The Three W’s of Predictive Analytics

November 13, 2015 | NCCD

Chart Graphic 6-web

Predictive analytics refers to a set of tools that apply mathematical and statistical algorithms to data in order to find patterns that predict the future likelihood of some event happening for a given individual.   

Predictive analytics refers to a set of tools that apply mathematical and statistical algorithms to data in order to find patterns that predict the future likelihood of some event happening for a given individual.   

In most situations, these tools are “trained” using historical data. The historical data are run through an algorithm, which is then told what the “correct” answer is for each individual. The algorithm then identifies patterns in the data that best predict these correct answers. When used in the field with new data, the algorithm looks for these same patterns and returns a likelihood based on the best match.  

While predictive tools can be powerful, because of this training model they require thought and planning in three areas: who, what, and when. 

Who: Predictive analytics tools make their predictions about a specific, defined set of individuals. This can be Netflix subscribers, drivers in rush hour, or children in foster care. The key is to be able to explicitly identify the individuals you are making predictions about. You are not likely to have a very successful model if you train it on one population and then try to apply it to another.  

What: These tools identify the likelihood of a specific event or outcome occurring. They predict that event/outcome and no other. As a result, it is very important that the “correct” answer used to train the model is the same you want to use in the field. Otherwise you can end up with a tool that predicts something other than what you expected. 

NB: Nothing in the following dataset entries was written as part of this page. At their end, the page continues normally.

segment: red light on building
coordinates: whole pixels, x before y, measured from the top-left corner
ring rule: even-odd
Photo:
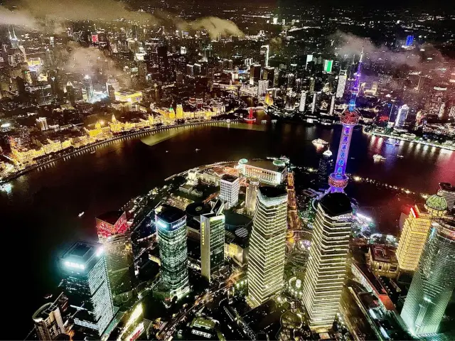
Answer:
[[[411,214],[414,216],[414,218],[419,217],[419,215],[417,215],[417,212],[414,207],[411,207]]]
[[[124,233],[128,229],[127,214],[124,212],[109,212],[97,217],[96,221],[99,237]]]

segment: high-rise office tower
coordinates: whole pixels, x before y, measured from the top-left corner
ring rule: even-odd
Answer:
[[[316,82],[316,81],[315,81],[314,78],[313,77],[311,77],[310,78],[310,89],[309,89],[310,92],[314,92],[315,82]]]
[[[65,295],[77,311],[74,323],[101,336],[114,317],[102,245],[77,242],[61,258]]]
[[[252,308],[264,303],[283,286],[287,214],[286,190],[259,188],[248,260],[247,302]]]
[[[183,118],[183,107],[182,104],[177,104],[176,109],[176,119],[181,119]]]
[[[62,315],[56,304],[46,303],[35,312],[32,318],[39,340],[55,340],[57,336],[65,334]]]
[[[333,116],[334,109],[335,109],[335,95],[332,94],[332,100],[330,102],[330,109],[328,112],[328,114],[330,116]]]
[[[186,75],[191,77],[194,75],[194,65],[192,64],[186,65]]]
[[[417,204],[411,207],[397,249],[396,255],[400,271],[416,271],[432,221],[444,217],[447,212],[446,208],[446,200],[438,195],[430,196],[425,205]]]
[[[111,211],[96,218],[98,240],[103,245],[113,298],[129,293],[134,282],[134,257],[131,233],[123,211]]]
[[[250,66],[250,85],[254,85],[261,78],[261,65],[255,64]]]
[[[300,103],[299,104],[299,111],[304,112],[305,111],[305,104],[306,102],[306,92],[302,91],[300,95]]]
[[[313,92],[313,102],[311,102],[311,114],[314,113],[316,109],[316,92]]]
[[[267,80],[259,80],[257,82],[257,84],[258,84],[257,95],[264,96],[265,94],[265,92],[267,90],[267,88],[269,87],[269,81]]]
[[[455,204],[455,186],[449,183],[440,183],[438,195],[444,197],[447,203],[447,212],[451,212]]]
[[[333,169],[333,158],[332,152],[327,149],[322,153],[319,159],[319,166],[318,167],[318,180],[319,185],[327,185],[327,180],[330,172]]]
[[[455,220],[430,230],[401,317],[414,335],[436,333],[455,288]]]
[[[220,181],[220,197],[225,202],[225,208],[235,206],[239,201],[240,180],[237,176],[225,174]]]
[[[256,177],[250,178],[248,188],[245,196],[245,208],[247,214],[252,215],[256,208],[256,200],[257,198],[257,189],[259,188],[259,179]]]
[[[328,60],[328,59],[324,59],[324,69],[323,69],[323,70],[327,73],[331,72],[332,72],[332,65],[333,65],[333,60]]]
[[[156,225],[163,284],[170,296],[178,298],[189,291],[186,215],[181,210],[163,205]]]
[[[403,104],[400,107],[398,114],[397,114],[397,119],[395,119],[395,126],[402,126],[405,125],[408,112],[410,112],[410,107],[407,105]]]
[[[352,212],[350,200],[342,193],[328,193],[318,205],[302,291],[311,329],[331,328],[338,312]]]
[[[346,87],[346,80],[348,76],[346,70],[340,71],[338,75],[338,84],[336,86],[336,98],[341,98],[344,94],[344,90]]]
[[[340,138],[338,153],[335,163],[335,170],[328,177],[329,190],[331,193],[343,192],[349,181],[348,176],[346,175],[346,170],[353,131],[354,126],[358,123],[360,117],[358,111],[355,109],[355,99],[360,84],[360,70],[363,58],[363,49],[362,49],[357,72],[355,72],[355,80],[350,90],[350,99],[349,100],[348,109],[340,115],[340,122],[343,125],[343,129],[341,130],[341,137]]]
[[[211,212],[200,215],[200,273],[210,282],[224,264],[225,215],[218,200]]]
[[[36,126],[41,131],[48,130],[49,127],[48,126],[48,121],[46,117],[38,117],[36,119]]]

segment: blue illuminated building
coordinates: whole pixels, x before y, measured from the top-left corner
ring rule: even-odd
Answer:
[[[101,336],[114,317],[102,246],[77,242],[62,256],[61,266],[75,325]]]
[[[330,188],[328,192],[336,193],[343,192],[344,188],[348,185],[348,178],[346,175],[346,165],[348,164],[348,156],[349,154],[349,147],[350,139],[353,136],[354,126],[358,123],[359,113],[355,109],[355,99],[359,92],[360,85],[360,67],[363,59],[363,50],[360,54],[360,59],[358,61],[357,72],[355,72],[355,81],[350,89],[350,99],[348,104],[348,109],[340,115],[340,121],[343,124],[341,137],[340,139],[340,146],[338,153],[335,163],[335,169],[328,177],[328,185]]]
[[[161,262],[161,281],[171,297],[180,298],[189,291],[186,215],[169,205],[156,214],[156,233]]]
[[[406,46],[412,46],[414,43],[414,36],[408,36],[406,37]]]

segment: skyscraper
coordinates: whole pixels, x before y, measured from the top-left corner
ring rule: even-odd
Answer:
[[[41,131],[48,130],[49,127],[48,126],[48,121],[46,117],[38,117],[36,119],[36,126]]]
[[[324,69],[323,70],[327,72],[327,73],[330,73],[332,72],[332,65],[333,65],[333,60],[331,60],[328,59],[324,59]]]
[[[225,174],[220,181],[220,197],[225,202],[226,209],[235,206],[239,201],[240,180],[237,176]]]
[[[112,211],[96,218],[98,240],[103,245],[107,276],[114,299],[129,293],[134,282],[134,258],[126,213]]]
[[[397,119],[395,119],[395,126],[402,126],[405,125],[409,112],[410,107],[406,104],[403,104],[400,107],[398,114],[397,114]]]
[[[74,323],[101,336],[114,317],[102,246],[75,243],[61,258],[63,288],[77,312]]]
[[[311,102],[311,114],[314,112],[316,109],[316,92],[313,92],[313,102]]]
[[[318,205],[303,288],[311,329],[331,328],[338,312],[352,212],[350,200],[342,193],[326,194]]]
[[[333,158],[332,152],[327,149],[322,153],[318,167],[318,180],[320,186],[327,187],[327,180],[330,172],[333,169]]]
[[[344,90],[346,87],[346,70],[342,70],[338,75],[338,84],[336,86],[336,98],[341,98],[344,94]]]
[[[178,208],[163,205],[156,224],[161,280],[169,295],[180,298],[189,291],[186,216]]]
[[[267,88],[269,87],[269,81],[267,80],[259,80],[257,81],[257,95],[264,96],[265,94],[265,92],[267,92]]]
[[[431,229],[401,317],[414,335],[438,332],[455,288],[455,220]]]
[[[302,91],[300,95],[300,103],[299,104],[299,111],[304,112],[305,111],[305,103],[306,102],[306,92]]]
[[[261,65],[255,64],[250,66],[250,85],[254,85],[261,78]]]
[[[200,272],[210,282],[225,258],[225,215],[217,201],[210,213],[200,215]]]
[[[455,186],[449,183],[440,183],[438,195],[444,197],[447,203],[447,212],[451,212],[455,204]]]
[[[62,315],[56,304],[46,303],[35,312],[32,318],[39,340],[48,341],[65,334]]]
[[[355,80],[350,89],[350,99],[348,109],[340,115],[340,123],[343,124],[343,129],[341,130],[341,137],[340,138],[338,153],[336,157],[336,163],[335,163],[335,170],[328,177],[328,185],[330,185],[330,191],[331,193],[343,192],[349,181],[349,179],[346,175],[346,170],[353,130],[354,129],[354,126],[358,123],[360,116],[358,111],[355,109],[355,99],[358,94],[360,83],[360,70],[363,58],[363,50],[362,50],[357,72],[355,72]]]
[[[401,271],[416,271],[432,221],[444,217],[447,212],[446,208],[446,200],[438,195],[430,196],[425,205],[417,204],[411,207],[397,249],[397,259]]]
[[[259,178],[253,176],[250,178],[248,188],[245,197],[245,208],[247,214],[252,215],[256,208],[256,199],[257,197],[257,189],[259,188]]]
[[[284,189],[259,188],[247,272],[247,302],[252,308],[262,304],[282,288],[287,213],[287,193]]]

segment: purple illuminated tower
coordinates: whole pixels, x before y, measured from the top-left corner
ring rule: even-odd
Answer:
[[[360,85],[360,67],[363,59],[363,49],[360,54],[360,59],[358,61],[357,72],[355,72],[355,81],[350,89],[350,99],[348,109],[340,115],[340,121],[343,124],[341,131],[341,138],[340,139],[340,146],[338,147],[338,154],[336,157],[335,169],[328,177],[329,193],[343,192],[348,185],[349,179],[345,174],[346,165],[348,163],[348,154],[349,153],[349,146],[350,139],[353,136],[354,126],[358,123],[359,114],[355,109],[355,99],[358,94]]]

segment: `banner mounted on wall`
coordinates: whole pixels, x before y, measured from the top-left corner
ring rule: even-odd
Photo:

When: It is very important to ensure that the data a predictive algorithm is using exist prior to when the algorithm is run and the prediction is being made. Because of the way the training process works, it is possible to build an algorithm using data that won’t be available at the time that algorithm needs to be run. Such models will look great in development and testing, but will fail spectacularly in the field because you are asking the algorithm to make predictions using data that don’t exist yet. 

While this may seem obvious, many predictive tools fail because one or more of these elements was not fully defined or understood. The algorithm can only make the predictions it is trained to make. If we want effective tools, we have to make sure we train them properly.